How can I make a mini English-Chinese dictionary for Ubuntu?

When you open your Ubuntu, many English words are used. For example, accessories, education, graphics, internet, office, other, sound, video, system tools, preferences, run, and log out will all appear in the GUI.

How can I get a list of all English words used in the Ubuntu GUI?

I want a list of all English words so I can translate them into Chinese, to create a glossary for Ubuntu: a guide in Chinese to English-language Ubuntu terminology. This would work as a mini dictionary: a two-columns file with English on the left and Chinese on the right.

It is a joke to write the whole thing just from looking at the words on the GUI. I want a smart way to do the task. Is there a list of all the words used by Ubuntu?

Screenshot of text editor showing English and Chinese words

Typing by hand as I come across words in the GUI is a foolish way to get the task done.

  1. Copy out all English words one-by-one from the GUI when the locale is set to en_us.
  2. Copy out all Chinese words one-by-one from the GUI when the locale is set to zh.
  3. Put them together in one file, with English on the left and Chinese on the right.

Is there a smarter way to do this?
Which character in my /usr/lib/locale/locale-archive ?


Solution 1:

There are many ways which are used to store internationalized strings depending on the GUI toolkits or specifications.

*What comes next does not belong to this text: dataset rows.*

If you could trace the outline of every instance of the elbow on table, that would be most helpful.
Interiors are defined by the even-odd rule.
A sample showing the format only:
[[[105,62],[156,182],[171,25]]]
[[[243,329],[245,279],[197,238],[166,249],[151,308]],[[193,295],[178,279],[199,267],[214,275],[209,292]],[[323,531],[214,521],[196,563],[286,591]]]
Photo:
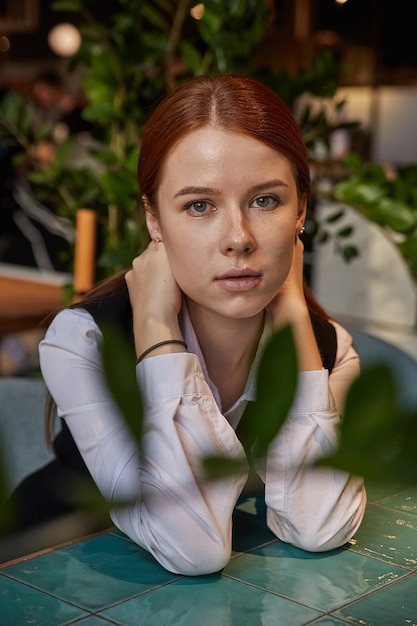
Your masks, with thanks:
[[[210,543],[193,552],[181,549],[170,556],[156,553],[154,556],[165,569],[174,574],[203,576],[220,572],[227,565],[231,557],[231,547]]]
[[[293,524],[282,518],[277,520],[274,515],[268,516],[270,530],[286,543],[307,552],[326,552],[341,548],[348,543],[358,530],[363,518],[363,510],[357,510],[355,515],[343,523],[317,523],[313,520],[306,523]]]

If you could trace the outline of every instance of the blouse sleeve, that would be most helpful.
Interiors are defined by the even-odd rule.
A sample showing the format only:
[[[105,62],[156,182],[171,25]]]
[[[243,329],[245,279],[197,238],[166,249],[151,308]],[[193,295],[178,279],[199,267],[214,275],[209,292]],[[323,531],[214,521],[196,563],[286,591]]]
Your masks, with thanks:
[[[312,462],[336,446],[346,392],[359,373],[350,335],[335,324],[334,369],[301,372],[290,414],[258,472],[265,482],[267,523],[283,541],[324,551],[349,541],[362,521],[363,480]]]
[[[204,574],[231,555],[231,520],[246,473],[208,481],[201,459],[241,459],[198,358],[178,353],[136,367],[144,406],[141,453],[106,388],[101,333],[81,309],[57,315],[40,344],[43,377],[118,528],[168,570]]]

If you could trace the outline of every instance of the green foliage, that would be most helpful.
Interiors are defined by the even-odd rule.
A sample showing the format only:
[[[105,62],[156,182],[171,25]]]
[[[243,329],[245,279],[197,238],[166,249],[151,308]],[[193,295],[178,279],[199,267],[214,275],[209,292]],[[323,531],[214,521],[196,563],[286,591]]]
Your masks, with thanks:
[[[393,371],[375,365],[349,389],[339,446],[318,465],[366,480],[416,484],[416,442],[417,407],[402,407]]]
[[[395,177],[358,155],[346,158],[345,165],[348,174],[335,185],[334,197],[381,226],[417,279],[417,165],[403,168]]]
[[[87,99],[83,116],[91,141],[84,144],[82,159],[79,146],[69,141],[52,162],[41,162],[37,147],[51,125],[35,136],[32,107],[17,94],[0,105],[0,142],[19,148],[39,201],[73,223],[80,207],[97,212],[97,279],[129,266],[147,244],[136,164],[143,126],[166,91],[190,76],[240,72],[264,80],[292,106],[306,90],[333,95],[341,71],[327,53],[296,76],[255,67],[268,22],[266,2],[208,0],[201,19],[190,15],[190,0],[114,0],[112,6],[103,11],[98,0],[53,3],[81,18],[82,45],[68,70],[80,71]],[[313,128],[323,133],[326,126],[310,113],[304,112],[303,125],[313,141]],[[70,271],[72,259],[68,262]]]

  • The ones shown in the screenshot are from menu .directory files. Use same standard as .desktop from freedesktop project. See Desktop Entry Specification: Localized values for keys

    Here a script to extract them

    1. Create a shell file

      nano extract_zh_translation.sh
      

      Add

      #!/bin/bash            
      
      for f in $(ls $1)
      do
              name_en=`sed -n -e '0,/Name/{s/^\s*Name\s*=\s*//p}' $f`
              name_zh=`sed -n -e '0,/Name\[zh_CN\]/{s/^\s*Name\[zh_CN\]\s*=\s*//p}' $f`
      
              case `echo ${#name_en}/8 | bc` in
              3|2)    echo -e $name_en'\t'$name_zh
                      ;;
              1)      echo -e $name_en'\t\t'$name_zh
                      ;;
              0)      echo -e $name_en'\t\t\t'$name_zh
                      ;;
              esac
      done
      
    2. Make it executable

      chmod +x extract_zh_translation.sh
      
    3. Run it on menu directory entries

      ./extract_zh_translation.sh "/usr/share/desktop-directories/*.directory"
      

      Here is an output sample

    4. If you want application menu entries too

      ./extract_zh_translation.sh "/usr/share/applications/*.desktop"
      

      Here is an output sample

  • Other translations of Unity GUI is using gettext.

    Files having the .gmo or .mo extension, are the final binary format. Check:

    locate -br .mo$ | grep zh_CN
    

    The source files have .po extension, you can download them from https://translations.launchpad.net/ or by downloading the complete source, example:

    apt-get source unity
    
  • Other GUI toolkits like Qt & Java are using different formats.

Solution 2:

Search for Ubuntu Translations https://wiki.ubuntu.com/Translations/

You can get the Expressions and Translations there.

Solution 3:

I think he is referring to another problem. On my Ubuntu I have setup English, Hebrew and French. You have to go to System Settings, Language Support and add the additional languages.

To have it boot up in a different language, you drag the preferred language to the top of the list. For me, it works like a charm.